Mobile substitution continues to take its toll on China’s fixed-line market, with Netcom posting a first half 5.4% fall in net profit on flat revenues.
Announcing a net profit of 6.71 billion ($1.0b), on 41.5 billion yuan sales, Netcom pointed to the growing contribution of broadband and ICT services, now accounting for 32.0% of revenue, up 8.9 points from a year ago.
Chairman Zhang Chunjiang said the Chinese telecom market had taken a “drastic turn” in 2006 and this had continued in 2007, with further price-cutting by cellcos. “The first half of 2007 witnessed escalating imbalances in the competitive landscape in China’s telecommunications industry and intensifying mobile substitution,” he said.
Netcom’s monthly telephone rental income declined 22.4% for the period.
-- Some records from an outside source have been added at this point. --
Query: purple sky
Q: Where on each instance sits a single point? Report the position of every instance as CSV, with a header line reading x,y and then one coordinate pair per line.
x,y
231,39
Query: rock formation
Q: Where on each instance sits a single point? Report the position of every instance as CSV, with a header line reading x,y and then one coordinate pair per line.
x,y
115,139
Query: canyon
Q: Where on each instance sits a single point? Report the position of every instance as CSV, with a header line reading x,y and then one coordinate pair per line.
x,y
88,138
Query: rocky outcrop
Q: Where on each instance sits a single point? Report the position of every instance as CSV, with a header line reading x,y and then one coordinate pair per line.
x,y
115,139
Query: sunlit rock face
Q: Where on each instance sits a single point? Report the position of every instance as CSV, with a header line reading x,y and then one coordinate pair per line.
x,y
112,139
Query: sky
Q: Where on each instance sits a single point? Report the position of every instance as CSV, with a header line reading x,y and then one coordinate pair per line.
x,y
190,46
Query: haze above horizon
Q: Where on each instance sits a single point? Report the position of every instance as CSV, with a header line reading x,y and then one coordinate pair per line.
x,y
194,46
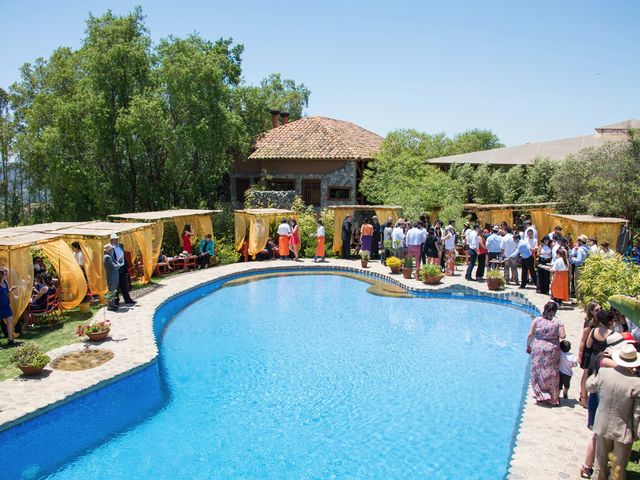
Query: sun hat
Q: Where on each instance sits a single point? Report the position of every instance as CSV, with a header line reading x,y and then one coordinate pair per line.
x,y
627,356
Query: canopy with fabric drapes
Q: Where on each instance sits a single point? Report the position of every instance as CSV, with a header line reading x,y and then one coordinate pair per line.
x,y
15,254
199,220
259,221
604,229
340,212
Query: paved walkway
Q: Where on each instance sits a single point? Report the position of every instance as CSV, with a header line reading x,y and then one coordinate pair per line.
x,y
550,444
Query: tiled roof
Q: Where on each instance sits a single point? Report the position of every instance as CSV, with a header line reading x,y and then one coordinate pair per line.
x,y
554,149
317,138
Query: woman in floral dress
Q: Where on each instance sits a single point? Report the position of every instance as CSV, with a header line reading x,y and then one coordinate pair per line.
x,y
543,343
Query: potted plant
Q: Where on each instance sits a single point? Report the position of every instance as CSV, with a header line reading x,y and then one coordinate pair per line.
x,y
495,280
407,267
364,258
431,274
30,359
395,264
96,331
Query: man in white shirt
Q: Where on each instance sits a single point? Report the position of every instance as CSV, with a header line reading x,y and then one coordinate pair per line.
x,y
414,241
396,239
471,236
509,246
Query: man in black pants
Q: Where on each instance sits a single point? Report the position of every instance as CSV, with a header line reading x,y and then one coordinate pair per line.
x,y
346,237
124,281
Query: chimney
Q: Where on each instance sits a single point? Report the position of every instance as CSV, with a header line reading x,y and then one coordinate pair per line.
x,y
274,118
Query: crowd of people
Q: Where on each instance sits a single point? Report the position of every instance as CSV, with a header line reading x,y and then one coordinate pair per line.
x,y
609,383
Local voice minutes slipped 9.5% and domestic long distance voice minutes also declined slightly.
Broadband subs rose 32% from 12.97 million a year ago to 17.12 million, and broadband revenue lifted 33.8% to 6.6 billion yuan. Broadband ARPU was up 3.4% to 67.4 yuan per month.
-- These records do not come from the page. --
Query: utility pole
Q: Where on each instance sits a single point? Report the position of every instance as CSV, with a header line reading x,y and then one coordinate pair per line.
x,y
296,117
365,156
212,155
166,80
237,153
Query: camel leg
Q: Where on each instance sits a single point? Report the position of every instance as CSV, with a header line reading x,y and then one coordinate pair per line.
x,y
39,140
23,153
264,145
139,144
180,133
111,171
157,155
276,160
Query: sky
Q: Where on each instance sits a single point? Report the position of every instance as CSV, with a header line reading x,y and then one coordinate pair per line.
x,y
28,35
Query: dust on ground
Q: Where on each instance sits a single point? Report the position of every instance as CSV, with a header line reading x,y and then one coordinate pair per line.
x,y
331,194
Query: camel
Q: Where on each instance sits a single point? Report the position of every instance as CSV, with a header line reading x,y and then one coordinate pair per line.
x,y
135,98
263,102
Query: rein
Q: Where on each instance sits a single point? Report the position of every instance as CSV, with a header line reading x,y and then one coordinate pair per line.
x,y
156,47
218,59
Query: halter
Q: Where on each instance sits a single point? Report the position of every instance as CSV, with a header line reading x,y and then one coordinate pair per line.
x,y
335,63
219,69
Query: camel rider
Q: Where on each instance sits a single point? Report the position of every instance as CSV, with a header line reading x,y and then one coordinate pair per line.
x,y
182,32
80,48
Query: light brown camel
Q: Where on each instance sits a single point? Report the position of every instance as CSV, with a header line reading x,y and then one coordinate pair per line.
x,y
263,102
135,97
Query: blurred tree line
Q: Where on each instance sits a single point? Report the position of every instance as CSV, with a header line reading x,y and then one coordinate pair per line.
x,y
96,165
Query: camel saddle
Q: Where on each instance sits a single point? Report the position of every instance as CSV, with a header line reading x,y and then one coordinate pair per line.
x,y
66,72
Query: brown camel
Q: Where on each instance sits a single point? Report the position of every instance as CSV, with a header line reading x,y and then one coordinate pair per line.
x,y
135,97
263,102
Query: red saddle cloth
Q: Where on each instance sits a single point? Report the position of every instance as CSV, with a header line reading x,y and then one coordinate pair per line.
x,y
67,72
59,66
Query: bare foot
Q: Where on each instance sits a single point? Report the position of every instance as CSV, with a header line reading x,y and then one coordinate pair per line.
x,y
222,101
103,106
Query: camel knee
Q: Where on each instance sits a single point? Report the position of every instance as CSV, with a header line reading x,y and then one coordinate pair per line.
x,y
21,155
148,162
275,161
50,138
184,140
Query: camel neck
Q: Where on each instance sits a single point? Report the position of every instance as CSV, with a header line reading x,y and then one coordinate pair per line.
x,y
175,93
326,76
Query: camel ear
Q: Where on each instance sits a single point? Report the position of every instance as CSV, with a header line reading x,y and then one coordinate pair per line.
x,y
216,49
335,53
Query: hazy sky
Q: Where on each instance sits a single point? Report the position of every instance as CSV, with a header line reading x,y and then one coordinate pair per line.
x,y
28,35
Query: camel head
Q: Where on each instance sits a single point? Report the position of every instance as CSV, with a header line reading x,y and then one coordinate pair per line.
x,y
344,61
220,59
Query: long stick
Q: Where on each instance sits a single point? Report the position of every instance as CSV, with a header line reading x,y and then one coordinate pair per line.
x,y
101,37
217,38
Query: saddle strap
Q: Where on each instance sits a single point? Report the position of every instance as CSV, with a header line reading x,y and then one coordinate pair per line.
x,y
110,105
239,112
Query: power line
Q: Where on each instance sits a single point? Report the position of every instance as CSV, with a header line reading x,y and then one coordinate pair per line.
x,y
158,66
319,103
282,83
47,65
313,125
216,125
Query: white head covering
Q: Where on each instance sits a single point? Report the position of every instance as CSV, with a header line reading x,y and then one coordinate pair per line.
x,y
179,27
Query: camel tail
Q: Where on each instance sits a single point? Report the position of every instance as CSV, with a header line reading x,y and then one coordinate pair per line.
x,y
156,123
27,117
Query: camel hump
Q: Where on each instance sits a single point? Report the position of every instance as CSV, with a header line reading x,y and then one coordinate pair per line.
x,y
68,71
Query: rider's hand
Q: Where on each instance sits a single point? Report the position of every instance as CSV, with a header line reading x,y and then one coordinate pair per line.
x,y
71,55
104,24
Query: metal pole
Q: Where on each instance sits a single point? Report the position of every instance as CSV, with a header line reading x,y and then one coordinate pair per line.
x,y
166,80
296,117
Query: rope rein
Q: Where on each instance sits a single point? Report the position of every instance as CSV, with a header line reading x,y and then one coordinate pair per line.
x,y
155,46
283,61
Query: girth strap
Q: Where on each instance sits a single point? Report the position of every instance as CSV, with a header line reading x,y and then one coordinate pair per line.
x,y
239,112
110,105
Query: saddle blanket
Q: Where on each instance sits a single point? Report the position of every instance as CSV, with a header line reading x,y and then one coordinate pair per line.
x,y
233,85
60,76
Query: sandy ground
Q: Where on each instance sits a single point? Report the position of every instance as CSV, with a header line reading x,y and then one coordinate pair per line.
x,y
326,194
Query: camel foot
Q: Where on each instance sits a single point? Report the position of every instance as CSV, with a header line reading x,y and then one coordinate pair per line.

The company also improved the total number of fixed-line subs, up 1.1 million in the first half to 115.1 million. Free cash flow was 13.3% higher at 8.1 billion yuan, thanks to lower capital spending, which was reduced 16.2% to 8.45 billion yuan.
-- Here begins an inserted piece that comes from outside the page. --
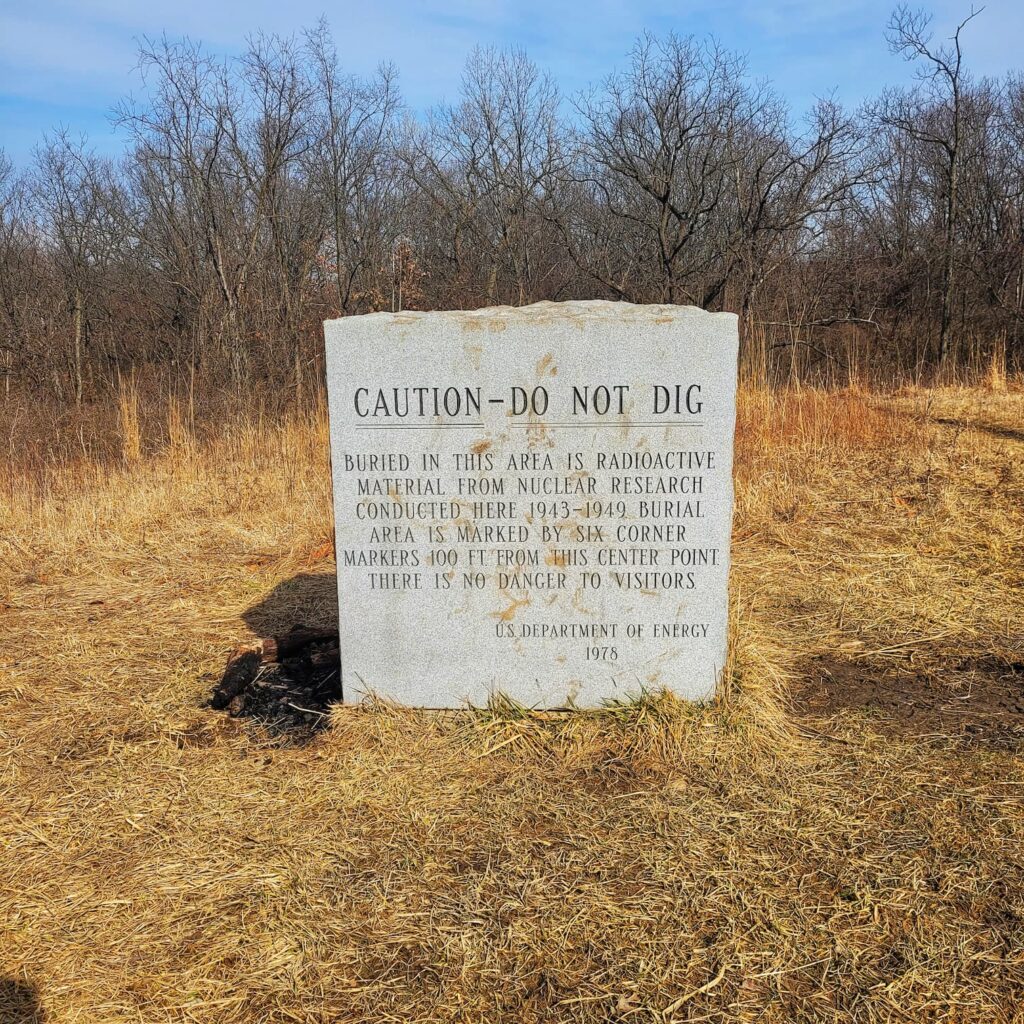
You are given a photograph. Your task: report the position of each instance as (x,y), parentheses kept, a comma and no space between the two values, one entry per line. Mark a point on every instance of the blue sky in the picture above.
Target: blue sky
(67,64)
Zhang said the new area of enterprise ICT services now made up 3.5% of total revenue, offering hosting, IT and network outsourcing to government departments, universities and hospitals.CEO Zuo Xunsheng said Netcom would review tariffs and resource allocation and carry out “further market segmentation” to reverse the decline in local voice traffic. The focus for the rest of 2007 would be on broadband access, the PC-TV home network model, value-added services and ICT services, he said.